In her 2014 article on literary awards, Barbara Cohen notes: “Cultural prizes notoriously reward the wrong works for the wrong reasons: On the long list of worthies deprived of the Nobel for literature are Tolstoy, Proust, and Joyce.” I’ve been discussing influences on the awards over the last few blogs, and of course these issues are likely to result in some winners that don’t hold up over time.

Checking around, I found The Hugo Award Book Club (HABC), which has a page discussing the issue of poor choices. The group awards the “Worst Hugo Award” title to 1973, when Isaac Asimov won his first Hugo for a novel with The Gods Themselves. Here was the lineup of finalists that year. As was standard in those times, there were no concerns about diversity, so the finalists are all white men.

The Gods Themselves by Isaac Asimov [Galaxy Mar/Apr,May/Jun 1972; If Mar/Apr 1972]
When Harlie Was One by David Gerrold [Ballantine, 1972]
There Will Be Time by Poul Anderson [Signet, 1972]
The Book of Skulls by Robert Silverberg [Scribner’s, 1972]
Dying Inside by Robert Silverberg [Galaxy Jul/Aug,Sep/Oct 1972; Scribner’s, 1972]
A Choice of Gods by Clifford D. Simak [Putnam, 1972]
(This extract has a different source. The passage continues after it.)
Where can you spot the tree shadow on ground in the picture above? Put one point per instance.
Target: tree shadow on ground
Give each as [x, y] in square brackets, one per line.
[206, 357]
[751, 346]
The HABC briefly reviews all these works, along with some other worthy contenders that year. Asimov’s winner was a three-part series published in Galaxy Magazine where aliens in a different dimension steal energy from ours, causing the sun to go nova. The HABC notes that the physics is interesting, but that the end result was dull and boring and the book has not aged well in comparison to the other contenders that year. In the comments Steve Davidson mentions that the work was recognized at the time for its risks with sexual content, but that isn’t anything exceptional these days, so the novel’s shortcomings are what stand out.

So what affected the WorldCon membership that year to make this choice? Asimov’s reputation as a short story writer? Frederik Pohl’s reputation as the editor of Galaxy? The ascendancy of hard SF? Promotion? Some kind of groupthink issue? Whatever it was, the vision affected the Nebula and Locus voters, too. The novel also won the Nebula in 1972 and the Locus Award in 1973.

Getting back to the present time, which of recent choices in the awards will hold up best over time? It’s an interesting question, eh?